The FDA has never tested the safety of these byproducts.

Irradiation has also been shown to cause the low-level production of furans (similar to cancer-causing dioxins) in fruit juice.



In addition to proposed weakening of the labeling requirements for irradiated food, the Food and Drug Administration's rule would also severely limit them by requiring companies to label irradiated food only when the radiation treatment causes a 'material change' to the product.

Examples include changes to the taste, texture, smell or shelf life of a food. Published research on irradiated foods in food science research reveals that it does change, and can actually ruin, the flavor, odor, appearance, and texture of food.

Such food science research repeatedly finds that irradiated foods smell rotten, metallic, bloody, burnt, grassy, and generally off. The taste has been described as like sulfur, singed hair, burnt feathers, burnt oil, and rancid fat.

Beyond the obvious yuck factor, serious questions remain as to whether irradiated foods are safe to eat. Irradiated foods can lose from 2-95% of their vitamins.

For example irradiation can destroy:

  • Up to80% of the vitamin A in eggs
  • Up to 95% of the vitamin A and lutein in green beans
  • Up to 50% of the vitamin A and lutein in broccoli
  • 40% of the beta-carotene in orange juice
  • Irradiation also doubles the amount of trans fats in beef

Despite 50 years of research, food science researchers still do not fully understand how these changes take place. Much of the ongoing research, in fact, is focused on devising new ways to hide these changes, rather than addressing the cause of the changes themselves.

Irradiation has been touted as the solution to food-borne illness in everything from spinach to deli meats. But a good, hard look at the systemic food and agricultural problems that cause these tragic outbreaks in the first place has yet to be undertaken by government agencies.

Irradiation is an after the fact "solution" that does nothing to address the unsanitary conditions of factory farms, and actually creates a disincentive for producers and handlers to take preventative steps in production in handling.

The longer shelf life created by irradiation, affording longer shipping distances also provides greater opportunity for post-treatment contamination via shipping, handling, etc.

Additionally, irradiation does not work to stop toxins produced by some bacteria (like botulism); viruses, like foot and mouth disease or hepatitis, are resistant to the irradiation doses used in food; and prions, thought to be the cause of BSE, or Mad Cow disease are resistant as well.

The motivation for expanding irradiation to additional categories of food may be less about getting rid of disease-causing organisms, and more about increasing market share in international trade.
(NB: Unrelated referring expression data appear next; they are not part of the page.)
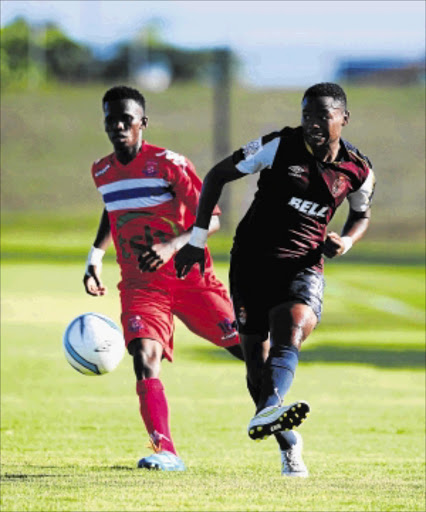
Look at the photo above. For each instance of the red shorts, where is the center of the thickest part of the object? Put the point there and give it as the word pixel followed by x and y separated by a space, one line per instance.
pixel 202 304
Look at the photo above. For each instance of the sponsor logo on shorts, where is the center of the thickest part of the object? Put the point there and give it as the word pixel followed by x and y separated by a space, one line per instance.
pixel 338 186
pixel 242 315
pixel 135 324
pixel 228 328
pixel 150 169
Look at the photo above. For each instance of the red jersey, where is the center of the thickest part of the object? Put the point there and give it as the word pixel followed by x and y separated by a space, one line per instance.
pixel 152 199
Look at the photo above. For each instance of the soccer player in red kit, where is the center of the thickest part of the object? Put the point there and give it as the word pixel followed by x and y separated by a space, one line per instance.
pixel 150 195
pixel 276 272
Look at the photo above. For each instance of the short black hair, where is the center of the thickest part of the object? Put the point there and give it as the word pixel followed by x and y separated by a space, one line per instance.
pixel 122 92
pixel 327 89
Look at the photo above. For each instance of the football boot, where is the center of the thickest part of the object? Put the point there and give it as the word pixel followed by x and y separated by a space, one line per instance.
pixel 163 461
pixel 276 418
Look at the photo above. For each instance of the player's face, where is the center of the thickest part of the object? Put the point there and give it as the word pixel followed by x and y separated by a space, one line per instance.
pixel 124 121
pixel 322 121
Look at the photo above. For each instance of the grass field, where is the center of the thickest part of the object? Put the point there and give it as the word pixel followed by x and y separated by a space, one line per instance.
pixel 71 442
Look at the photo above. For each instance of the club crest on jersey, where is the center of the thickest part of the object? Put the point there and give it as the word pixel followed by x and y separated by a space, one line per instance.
pixel 102 171
pixel 338 186
pixel 173 157
pixel 150 169
pixel 135 323
pixel 251 148
pixel 242 315
pixel 295 171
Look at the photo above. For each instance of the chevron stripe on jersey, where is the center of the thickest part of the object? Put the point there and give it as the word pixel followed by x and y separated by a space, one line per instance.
pixel 135 193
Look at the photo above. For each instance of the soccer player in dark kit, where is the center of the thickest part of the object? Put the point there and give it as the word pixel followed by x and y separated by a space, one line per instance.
pixel 151 195
pixel 276 271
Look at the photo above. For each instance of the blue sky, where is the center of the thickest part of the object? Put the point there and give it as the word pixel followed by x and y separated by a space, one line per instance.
pixel 281 43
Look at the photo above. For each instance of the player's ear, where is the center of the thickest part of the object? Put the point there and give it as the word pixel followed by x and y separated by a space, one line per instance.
pixel 346 116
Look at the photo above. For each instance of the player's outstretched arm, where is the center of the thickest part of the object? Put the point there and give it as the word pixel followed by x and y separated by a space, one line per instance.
pixel 354 229
pixel 92 275
pixel 151 258
pixel 193 252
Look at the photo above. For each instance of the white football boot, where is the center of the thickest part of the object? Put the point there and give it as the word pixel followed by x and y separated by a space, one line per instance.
pixel 163 461
pixel 291 460
pixel 277 418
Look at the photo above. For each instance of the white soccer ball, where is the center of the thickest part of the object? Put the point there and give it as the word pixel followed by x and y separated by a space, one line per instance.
pixel 93 344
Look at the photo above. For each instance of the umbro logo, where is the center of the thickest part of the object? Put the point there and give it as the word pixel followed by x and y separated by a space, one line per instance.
pixel 296 171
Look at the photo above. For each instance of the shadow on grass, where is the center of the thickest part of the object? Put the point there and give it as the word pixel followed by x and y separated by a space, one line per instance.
pixel 373 356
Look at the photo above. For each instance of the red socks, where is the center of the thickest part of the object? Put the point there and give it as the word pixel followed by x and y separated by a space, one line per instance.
pixel 155 413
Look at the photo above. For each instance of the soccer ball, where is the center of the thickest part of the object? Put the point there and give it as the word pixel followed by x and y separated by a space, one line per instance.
pixel 93 344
Irradiation can dramatically increase the shelf life of food.

This gives corporations more flexibility in marketing and transportation, making it easier for large companies to move some operations to countries with lower labor costs and lower sanitary and safety standards.

As in many other "outsourced" industries, American workers, farmers and ranchers, could lose their jobs.

In other words, food irradiation supports globalization at its worst, where concerns over long-term health risks carry less weight than the lure of expanded markets.

Additionally, since irradiation has become a tool for the globalization of U.S. food production, food irradiation procedures are modeled for large, centralized operations.

This furthers the consolidation of "Big Ag" companies and contributes to the destruction of small U.S. family farms - further degrading the security and diversity of our food supply.